オープンイノベーション塾、第2回は海外協業の知財戦略を情報発信

(世界)

イノベーション促進課、知的財産課

2021年02月24日

ジェトロは、海外のスタートアップエコシステムの情報や、グローバルな協業をする際の知財面と契約面の留意点などの情報を提供するセミナーシリーズ「オープンイノベーション塾」を開催している。

2月17日に開催した第2回では、経営戦略アドバイザリーファームのシクロ・ハイジアの代表取締役CEO(最高経営責任者)小林誠氏を講師に迎え、海外との協業・連携における知財戦略の基本について情報提供した。

前半の講演で小林氏は、海外企業との協業に向けた契約交渉に当たり、相手を対等な関係として認識するなど自社の交渉姿勢に留意することや、事業化に向けた役割分担を意識して交渉することなどを重要な点として挙げた。また、契約締結に当たっては、例えば、共同開発した技術の使用を制限する条項が秘密保持契約(NDA)に含まれていないかなど、契約の細かい条項にも十分な注意を払うことの必要性を説明した。さらに、日本ではまれだが、海外とのライセンス契約で入ることの多いロイヤリティー監査に関する条項や、紛争解決手段として裁判外紛争解決手続き(ADR)に関する条項の検討が必要な点など、海外企業との契約に特徴的な留意点も多面的に説明した。

後半のオープンディスカッションでは、視聴者の質問やアンケートも踏まえ、講師との議論が行われた。バックグラウンドIP(注)の取り扱いなど、交渉時の知財面の調整で時間を要するという課題については、迅速な意思決定のために、知財担当を早い段階で交渉に関与させることや、意思決定の権限をなるべく現場に移譲しておくこと、自社が何をしたいのかを交渉相手にしっかり伝えることが重要だと強調された。また、海外の大学との協業・連携の際には、国内の場合よりも、事業化の日程や得られる利益に関する情報といった具体的な事業計画の説明が求められるなど、よりビジネス目線で交渉に当たる必要性が指摘された。
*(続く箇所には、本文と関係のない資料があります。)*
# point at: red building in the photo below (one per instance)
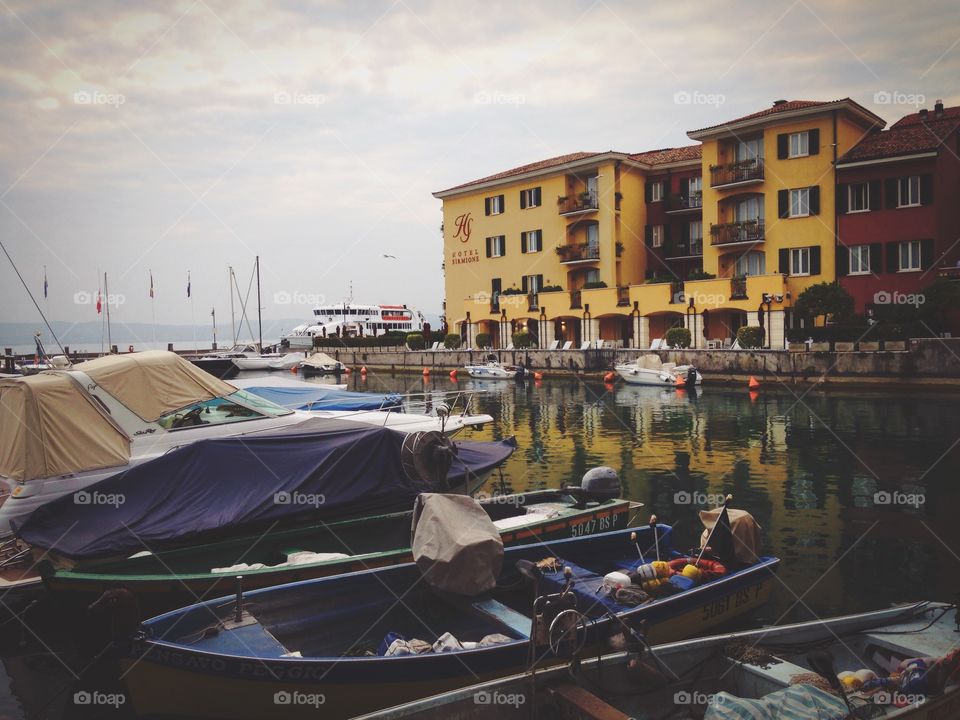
(898, 216)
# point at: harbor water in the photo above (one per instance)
(854, 490)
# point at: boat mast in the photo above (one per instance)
(259, 307)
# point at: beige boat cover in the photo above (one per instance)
(49, 427)
(747, 540)
(155, 382)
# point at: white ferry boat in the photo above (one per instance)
(349, 319)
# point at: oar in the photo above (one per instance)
(726, 500)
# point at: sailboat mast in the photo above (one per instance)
(259, 307)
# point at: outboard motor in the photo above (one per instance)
(600, 484)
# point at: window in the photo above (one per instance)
(531, 241)
(657, 238)
(908, 191)
(800, 202)
(858, 197)
(496, 246)
(493, 205)
(753, 263)
(530, 198)
(696, 238)
(860, 260)
(799, 144)
(800, 261)
(909, 255)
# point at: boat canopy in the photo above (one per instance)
(319, 397)
(52, 427)
(154, 382)
(317, 470)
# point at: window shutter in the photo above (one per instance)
(815, 260)
(876, 259)
(893, 256)
(926, 189)
(874, 195)
(926, 253)
(890, 193)
(783, 146)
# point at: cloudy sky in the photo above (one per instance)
(196, 134)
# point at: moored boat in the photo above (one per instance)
(906, 653)
(352, 643)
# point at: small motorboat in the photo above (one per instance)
(650, 370)
(321, 364)
(493, 369)
(172, 578)
(901, 663)
(466, 609)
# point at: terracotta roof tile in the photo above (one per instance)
(904, 139)
(669, 155)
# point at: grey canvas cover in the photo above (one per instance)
(455, 544)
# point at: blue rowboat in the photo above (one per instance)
(317, 645)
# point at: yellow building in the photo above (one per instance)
(614, 247)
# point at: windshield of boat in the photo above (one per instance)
(235, 407)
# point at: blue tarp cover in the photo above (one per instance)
(321, 398)
(328, 469)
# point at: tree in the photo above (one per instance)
(825, 299)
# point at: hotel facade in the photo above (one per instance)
(620, 247)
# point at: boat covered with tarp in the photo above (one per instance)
(317, 470)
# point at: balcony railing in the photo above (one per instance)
(738, 172)
(578, 253)
(738, 288)
(685, 201)
(748, 231)
(583, 202)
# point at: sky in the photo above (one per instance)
(191, 136)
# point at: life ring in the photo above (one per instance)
(710, 569)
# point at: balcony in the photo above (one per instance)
(742, 172)
(580, 204)
(582, 253)
(737, 233)
(685, 203)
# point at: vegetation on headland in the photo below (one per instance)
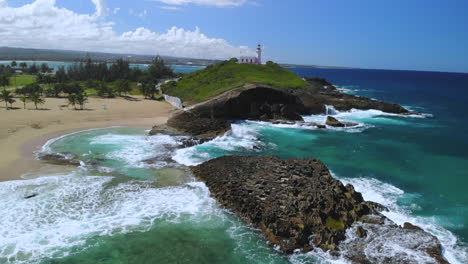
(219, 78)
(79, 81)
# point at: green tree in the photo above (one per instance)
(81, 99)
(24, 99)
(37, 99)
(23, 95)
(7, 97)
(4, 80)
(45, 68)
(104, 90)
(123, 86)
(72, 100)
(61, 75)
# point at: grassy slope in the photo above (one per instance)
(216, 79)
(21, 80)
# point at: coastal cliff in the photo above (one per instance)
(228, 91)
(298, 205)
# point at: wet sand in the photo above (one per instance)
(24, 131)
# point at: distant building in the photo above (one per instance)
(252, 60)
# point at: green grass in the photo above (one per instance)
(21, 80)
(216, 79)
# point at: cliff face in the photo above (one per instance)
(298, 205)
(324, 93)
(256, 103)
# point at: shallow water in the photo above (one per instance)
(132, 200)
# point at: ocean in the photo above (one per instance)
(56, 64)
(132, 200)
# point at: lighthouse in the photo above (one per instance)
(259, 54)
(253, 60)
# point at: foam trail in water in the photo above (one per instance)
(388, 195)
(241, 137)
(59, 217)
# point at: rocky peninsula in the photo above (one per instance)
(282, 96)
(298, 205)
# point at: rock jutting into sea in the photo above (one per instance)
(266, 103)
(298, 205)
(331, 121)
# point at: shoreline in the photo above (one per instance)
(26, 131)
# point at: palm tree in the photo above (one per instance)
(36, 98)
(81, 99)
(24, 99)
(72, 100)
(4, 80)
(7, 96)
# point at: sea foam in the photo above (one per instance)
(69, 209)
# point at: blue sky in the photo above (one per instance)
(397, 34)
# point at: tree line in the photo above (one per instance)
(73, 80)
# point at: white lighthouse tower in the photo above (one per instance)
(253, 59)
(259, 54)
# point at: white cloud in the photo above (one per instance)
(101, 7)
(42, 24)
(170, 7)
(216, 3)
(143, 14)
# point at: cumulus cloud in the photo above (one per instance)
(42, 24)
(170, 7)
(216, 3)
(101, 7)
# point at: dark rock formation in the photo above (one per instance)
(389, 243)
(298, 205)
(255, 103)
(331, 121)
(60, 158)
(324, 93)
(293, 201)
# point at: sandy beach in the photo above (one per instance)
(24, 131)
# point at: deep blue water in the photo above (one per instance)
(117, 208)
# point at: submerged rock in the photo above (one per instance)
(298, 205)
(60, 158)
(331, 121)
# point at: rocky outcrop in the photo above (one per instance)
(331, 121)
(324, 93)
(60, 158)
(298, 205)
(255, 103)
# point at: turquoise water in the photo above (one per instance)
(133, 200)
(56, 64)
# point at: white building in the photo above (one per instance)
(252, 59)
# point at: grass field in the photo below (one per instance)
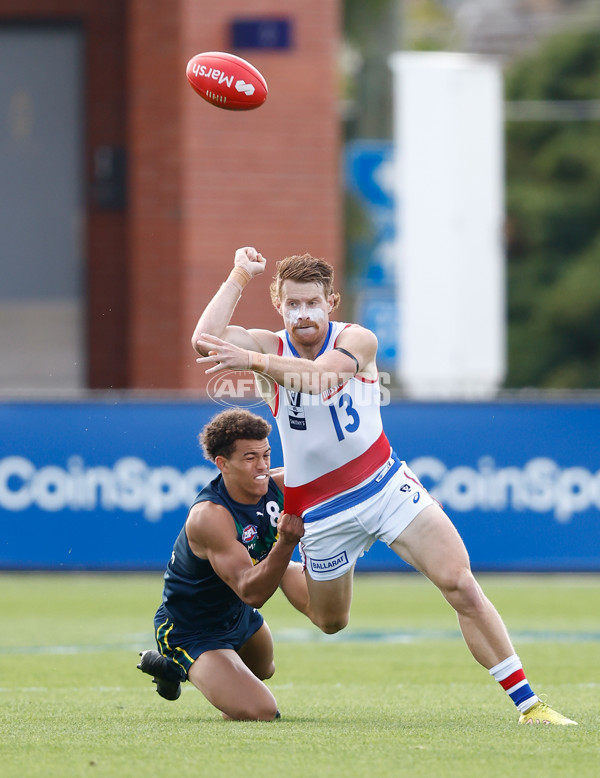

オープンイノベーション塾は、3月には、シリコンバレーで長らく投資、事業提携に取り組む日米の有識者を講師に迎え、シリコンバレー編外部サイトへ、新しいウィンドウで開きますを開催する予定だ。

写真 小林誠氏による講演の様子(ジェトロ撮影)

小林誠氏による講演の様子(ジェトロ撮影)

(注)「バックグラウンドIP」とは、協業・連携する事業の参加者が協業・連携の開始前から保有していた知的財産権や、協業・連携の開始後に当該事業の実施とは関係なく取得した知的財産権をいう。